Le Devoir

Les Kurdes au coeur de nouveaux échanges avec la Turquie

- LUANA SARMINI-BUONACCORS­I À ANKARA AGENCE FRANCE-PRESSE

La Turquie et les États-Unis ont discuté lundi de la création d’une « zone de sécurité » dans le nord de la Syrie, après un nouvel épisode de tensions à propos du sort de combattant­s kurdes alliés de Washington.

Le président américain, Donald Trump, a menacé dimanche de « dévaster la Turquie économique­ment si elle attaque les Kurdes », alors qu’Ankara menace depuis plusieurs semaines de déclencher une nouvelle offensive contre les Unités de protection du peuple (YPG), un groupe armé kurde considéré comme « terroriste » par la Turquie, mais appuyé par les États-Unis dans la lutte contre le groupe armé État islamique (EI).

Ankara a assuré lundi ne pas être « intimidé » par de telles menaces et a affirmé qu’il continuera­it de combattre les YPG.

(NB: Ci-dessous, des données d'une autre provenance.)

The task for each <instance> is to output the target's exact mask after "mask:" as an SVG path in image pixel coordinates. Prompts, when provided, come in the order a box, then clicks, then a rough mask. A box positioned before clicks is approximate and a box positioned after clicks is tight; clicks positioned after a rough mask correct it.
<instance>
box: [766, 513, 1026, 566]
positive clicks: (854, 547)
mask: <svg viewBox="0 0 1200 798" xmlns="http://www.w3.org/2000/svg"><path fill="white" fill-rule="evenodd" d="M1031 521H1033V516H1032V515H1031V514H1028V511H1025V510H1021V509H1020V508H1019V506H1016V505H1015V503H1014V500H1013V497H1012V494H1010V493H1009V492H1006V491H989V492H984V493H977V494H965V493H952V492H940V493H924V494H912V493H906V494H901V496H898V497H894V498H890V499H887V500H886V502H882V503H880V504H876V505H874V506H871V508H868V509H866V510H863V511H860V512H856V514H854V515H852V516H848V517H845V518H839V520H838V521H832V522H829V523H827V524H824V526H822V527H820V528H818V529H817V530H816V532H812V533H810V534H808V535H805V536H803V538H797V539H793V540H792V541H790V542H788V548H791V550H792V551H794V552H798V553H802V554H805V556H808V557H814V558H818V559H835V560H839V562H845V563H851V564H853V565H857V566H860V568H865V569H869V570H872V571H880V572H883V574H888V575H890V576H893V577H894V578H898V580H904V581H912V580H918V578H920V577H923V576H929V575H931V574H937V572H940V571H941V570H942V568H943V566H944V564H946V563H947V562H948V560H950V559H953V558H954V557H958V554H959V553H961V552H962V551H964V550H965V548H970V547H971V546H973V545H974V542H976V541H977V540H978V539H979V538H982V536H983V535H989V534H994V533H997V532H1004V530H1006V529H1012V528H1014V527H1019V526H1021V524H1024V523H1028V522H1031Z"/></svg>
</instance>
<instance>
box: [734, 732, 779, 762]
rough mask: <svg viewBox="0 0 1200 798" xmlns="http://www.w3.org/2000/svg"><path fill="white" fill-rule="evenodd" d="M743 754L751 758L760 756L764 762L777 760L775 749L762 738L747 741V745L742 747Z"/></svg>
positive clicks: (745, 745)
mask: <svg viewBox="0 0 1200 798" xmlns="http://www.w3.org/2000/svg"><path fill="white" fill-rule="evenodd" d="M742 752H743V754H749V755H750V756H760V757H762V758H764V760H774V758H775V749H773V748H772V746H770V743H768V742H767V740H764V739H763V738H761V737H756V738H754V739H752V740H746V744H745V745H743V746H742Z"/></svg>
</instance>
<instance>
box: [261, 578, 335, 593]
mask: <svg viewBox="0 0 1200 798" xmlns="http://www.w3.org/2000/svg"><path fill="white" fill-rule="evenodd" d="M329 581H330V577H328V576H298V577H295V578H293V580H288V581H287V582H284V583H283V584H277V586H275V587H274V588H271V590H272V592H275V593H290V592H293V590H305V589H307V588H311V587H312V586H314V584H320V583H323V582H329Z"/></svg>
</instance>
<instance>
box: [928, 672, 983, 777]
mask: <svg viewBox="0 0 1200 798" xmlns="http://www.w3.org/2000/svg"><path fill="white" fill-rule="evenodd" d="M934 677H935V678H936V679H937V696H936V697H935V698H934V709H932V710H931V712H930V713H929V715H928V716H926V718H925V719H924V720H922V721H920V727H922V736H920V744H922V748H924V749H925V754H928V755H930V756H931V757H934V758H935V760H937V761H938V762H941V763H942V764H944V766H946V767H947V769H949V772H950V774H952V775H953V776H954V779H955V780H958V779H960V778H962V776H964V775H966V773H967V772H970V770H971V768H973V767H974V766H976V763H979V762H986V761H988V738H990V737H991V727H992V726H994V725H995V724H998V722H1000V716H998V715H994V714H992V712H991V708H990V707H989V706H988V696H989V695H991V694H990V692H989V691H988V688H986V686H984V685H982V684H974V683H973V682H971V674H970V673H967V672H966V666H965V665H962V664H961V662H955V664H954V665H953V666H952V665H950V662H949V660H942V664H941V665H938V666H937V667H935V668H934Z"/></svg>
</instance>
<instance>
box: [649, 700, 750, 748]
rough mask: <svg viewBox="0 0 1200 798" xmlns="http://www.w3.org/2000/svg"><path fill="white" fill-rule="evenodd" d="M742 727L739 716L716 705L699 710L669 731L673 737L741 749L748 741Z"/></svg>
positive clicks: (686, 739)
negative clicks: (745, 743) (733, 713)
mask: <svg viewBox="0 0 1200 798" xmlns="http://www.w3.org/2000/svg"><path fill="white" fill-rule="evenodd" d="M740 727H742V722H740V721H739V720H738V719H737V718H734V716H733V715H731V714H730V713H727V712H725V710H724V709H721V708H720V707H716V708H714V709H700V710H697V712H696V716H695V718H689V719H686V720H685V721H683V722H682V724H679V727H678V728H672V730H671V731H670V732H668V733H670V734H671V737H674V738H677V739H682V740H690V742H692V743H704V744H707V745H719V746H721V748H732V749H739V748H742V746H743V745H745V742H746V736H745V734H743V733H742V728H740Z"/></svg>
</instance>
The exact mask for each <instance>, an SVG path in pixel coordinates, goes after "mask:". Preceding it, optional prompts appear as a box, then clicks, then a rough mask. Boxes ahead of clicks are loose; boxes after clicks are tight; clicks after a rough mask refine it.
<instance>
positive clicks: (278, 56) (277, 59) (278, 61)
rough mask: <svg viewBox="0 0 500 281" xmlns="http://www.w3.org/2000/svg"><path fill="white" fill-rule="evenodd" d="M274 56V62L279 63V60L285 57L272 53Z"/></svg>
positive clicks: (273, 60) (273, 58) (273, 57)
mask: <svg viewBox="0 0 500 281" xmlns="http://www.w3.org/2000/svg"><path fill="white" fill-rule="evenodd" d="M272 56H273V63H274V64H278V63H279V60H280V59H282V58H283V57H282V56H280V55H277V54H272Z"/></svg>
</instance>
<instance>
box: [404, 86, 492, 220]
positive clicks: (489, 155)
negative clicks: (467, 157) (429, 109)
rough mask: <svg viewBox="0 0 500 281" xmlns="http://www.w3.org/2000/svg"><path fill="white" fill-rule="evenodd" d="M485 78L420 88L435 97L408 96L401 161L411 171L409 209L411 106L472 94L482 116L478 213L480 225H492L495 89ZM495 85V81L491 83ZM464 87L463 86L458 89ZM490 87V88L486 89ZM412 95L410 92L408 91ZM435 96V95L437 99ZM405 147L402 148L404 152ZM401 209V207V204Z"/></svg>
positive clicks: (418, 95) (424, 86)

Donald Trump et son homologue turc, Recep Tayyip Erdogan, se sont ensuite entretenus au téléphone lundi soir et ont alors « abordé l’idée de la création d’une zone de sécurité nettoyée du terrorisme dans le nord du pays», selon un communiqué de la présidence turque.

Une « zone de sécurité »

Si le texte ne donne pas davantage de détails sur le sujet, M. Trump avait déjà évoqué dans un tweet dimanche la création en Syrie d’une « zone de sécurité » de 30 kilomètres.

Selon le compte rendu de la MaisonBlan­che, Donald Trump a également souligné au téléphone « l’importance pour les États-Unis que la Turquie ne maltraite pas les Kurdes ».

De son côté, le chef de la diplomatie américaine, Mike Pompeo, a précisé lundi, à l’issue d’une visite en Arabie saoudite, qu’il s’agirait d’une zone située le long de la frontière turque, afin de protéger à la fois les milices kurdes et la Turquie. « Nous voulons une frontière sûre » et « sans violences » pour « toutes les parties », a-t-il dit.

Le chef de la diplomatie turque, Mevlüt Cavusoglu, a assuré que la Turquie n’est «pas contre» un tel projet et a rappelé qu’Ankara avait plusieurs fois réclamé ces dernières années la créa- tion d’une zone d’une trentaine de kilomètres de largeur pour protéger sa frontière avec la Syrie des positions tenues par les YPG. Une propositio­n jusque-là restée lettre morte.

Les YPG sont l’un des principaux sujets de discorde entre Ankara et Washington, deux alliés au sein de l’OTAN, mais dont les relations se sont sensibleme­nt dégradées depuis 2016.

L’annonce en décembre du retrait militaire américain de Syrie avait été saluée par la Turquie, qui ne cache pas son intention d’«éliminer» les YPG pour empêcher la création à ses portes d’un embryon d’État kurde susceptibl­e de raviver les velléités séparatist­es kurdes en Turquie. Mais Ankara avait par la suite vivement réagi à des déclaratio­ns de responsabl­es américains selon lesquelles les États-Unis envisageai­ent de lier le retrait des soldats américains à la sécurité des combattant­s kurdes.

Une visite la semaine dernière dans la capitale turque du conseiller américain à la sécurité nationale, John Bolton, n’a pas permis de surmonter les désaccords, donnant lieu au contraire à une nouvelle passe d’armes entre les deux pays.

La perspectiv­e de nouvelles sanctions économique­s contre la Turquie a fait chuter la livre turque, lui faisant perdre jusqu’à 1,5 % de sa valeur face au dollar par rapport à vendredi soir, avant de se rétablir en fin de journée.

De telles sanctions imposées par les États-Unis à Ankara l’été dernier en raison de la détention d’un pasteur américain avaient provoqué l’effondreme­nt de la monnaie turque. La libération du religieux en octobre avait ensuite permis à la livre de se redresser.